My 25-resource Terraform Project is Taking 3 Minutes to Plan

Hi there, I have a new Terraform repo I’ve been experimenting with:

https://github.com/lancejpollard/cloud

I am new to Terraform, but have run into all kinds of gotchas in terms of syntax and capabilities, it’s very limiting. Currently I have an example that creates 26 resources in the California region for AWS, in one availability zone, but it’s setup to handle all regions and availability zones. It takes 3 minutes - 5 minutes to compute the plan…

Is this normal? What might I be doing wrong? It’s hard to iterate on the terraform plan if it takes 3-5 minutes each time to run terraform plan… Would like it to take like 20 seconds or less.

Hi @lancejpollard,

I wasn’t able to review your configuration in sufficient detail to explain what exactly is going on here; perhaps you can see in the output some specific things that are taking a particularly long time, in which case I could try to explain why that might be.

With that said, it’s not typical to manage an entire multi-region infrastructure deployment in a single Terraform configuration. Usually a larger deployment would be split into smaller units – one per region is a common first level of decomposition, and then possible further decomposition within each region by functional area or by frequency/risk of change – so that the potential impact of a particular change is reduced, and so Terraform does not have to resynchronize the entire space of objects on every change.

(Performance and “blast radius” considerations aside, there is also the concern of limiting the total dependency space of a particular configuration so that you don’t limit your ability to respond with configuration changes during partial outages. If your single Terraform configuration covers all of your regions and one region has an outage, you’d need to run Terraform in an unusual way to avoid work to reconfigure other regions being blocked by the outage. This is a reason for the first levels of decomposition to align with your system’s failure domains.)

I would typically use something like your region module as the first level of decomposition, either by writing a separate root module for each region that all call into that shared module, or using the region module itself as the root and using workspaces in its backend to keep each region’s state separated. For AWS in particular, the former is usually preferable from a failure domain standpoint, because otherwise all of your state storage will be colocated in a single S3 bucket in a single AWS region. Different tradeoffs can apply to other platforms.

There are also often some extra objects that don’t belong to just one region. It looks like your “GlobalAccellerator” objects are examples of that. For these, it’s common to have a separate “global” configuration that can be applied once all of the other regions are active in order to produce whatever global objects are needed to make the parts appear as a single system. The global configuration can use data sources to retrieve information about the region-specific objects as necessary to complete the global object configurations. The global configuration will be spanning across multiple failure domains of course, so it’s best to keep it as small as possible within other constraints.

I hope that helps!

2 Likes

Excellent info, thanks for all the tips, I will have to subdivide this further. Would you recommend creating 1 Terraform “project” or configuration per AZ even? Or is per-region good enough?

Thanks again!

Hi @lancejpollard,

Sorry I didn’t reply sooner. I’ve been taking some personal time for the last couple of weeks.

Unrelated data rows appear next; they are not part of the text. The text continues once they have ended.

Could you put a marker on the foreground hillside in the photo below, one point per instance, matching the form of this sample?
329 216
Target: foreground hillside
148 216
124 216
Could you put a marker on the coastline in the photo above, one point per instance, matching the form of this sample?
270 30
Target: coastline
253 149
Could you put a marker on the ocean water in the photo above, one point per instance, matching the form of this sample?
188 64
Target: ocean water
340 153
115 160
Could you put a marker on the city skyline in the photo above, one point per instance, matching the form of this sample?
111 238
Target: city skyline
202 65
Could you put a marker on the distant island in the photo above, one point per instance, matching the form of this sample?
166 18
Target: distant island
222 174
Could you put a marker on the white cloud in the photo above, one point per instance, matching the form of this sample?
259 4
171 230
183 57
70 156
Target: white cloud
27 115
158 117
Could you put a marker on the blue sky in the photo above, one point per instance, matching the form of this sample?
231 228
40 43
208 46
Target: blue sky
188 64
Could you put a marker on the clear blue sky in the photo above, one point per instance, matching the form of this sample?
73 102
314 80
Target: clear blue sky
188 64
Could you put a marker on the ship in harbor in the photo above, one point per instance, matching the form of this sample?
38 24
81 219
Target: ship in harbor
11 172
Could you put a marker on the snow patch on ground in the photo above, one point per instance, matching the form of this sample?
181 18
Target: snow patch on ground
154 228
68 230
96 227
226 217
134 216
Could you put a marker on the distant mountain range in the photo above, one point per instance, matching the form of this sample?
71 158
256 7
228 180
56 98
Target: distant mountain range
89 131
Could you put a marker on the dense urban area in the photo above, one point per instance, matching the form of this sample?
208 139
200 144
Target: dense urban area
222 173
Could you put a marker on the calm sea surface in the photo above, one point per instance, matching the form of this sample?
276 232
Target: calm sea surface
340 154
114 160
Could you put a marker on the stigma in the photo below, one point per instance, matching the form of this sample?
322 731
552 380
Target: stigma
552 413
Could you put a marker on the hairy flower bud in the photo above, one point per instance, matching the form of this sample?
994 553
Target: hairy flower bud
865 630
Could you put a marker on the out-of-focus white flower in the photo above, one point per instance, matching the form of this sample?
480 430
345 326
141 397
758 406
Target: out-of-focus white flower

The question of per-region vs per-availability zone is a good one, and not one I can answer definitively – the answer will depend on what tradeoffs you want to make – but I will share how I made this decision some years ago when I was implementing Terraform for my former employer, and you can decide if this same thought process applies to your situation:

For AWS, each region has an entirely separate set of API endpoints, and is therefore largely independent of the other regions with the exception of some global concepts like IAM. Therefore regions seem like the primary failure domains in AWS.

Availability zones are a second level of failure domain that is exposed for object types that interact with EC2/VPC, but that separation applies primarily to the behavior of objects already running; the AWS APIs that Terraform interacts with are not explicitly separated per availability zone, and so the handling of a single-AZ outage situation is an implementation detail of AWS rather than something we can directly control as users of the AWS APIs.

For that reason, I elected to use region as the first level of decomposition and the primary failure domain, but then the second level of decomposition was by functional area rather than by failure domain, because I expected that in the event of a whole-AZ outage the failure behavior would be undefined and not so something I’d be able to predict and model in Terraform architecture anyway; it would be additional complexity with no clear benefit.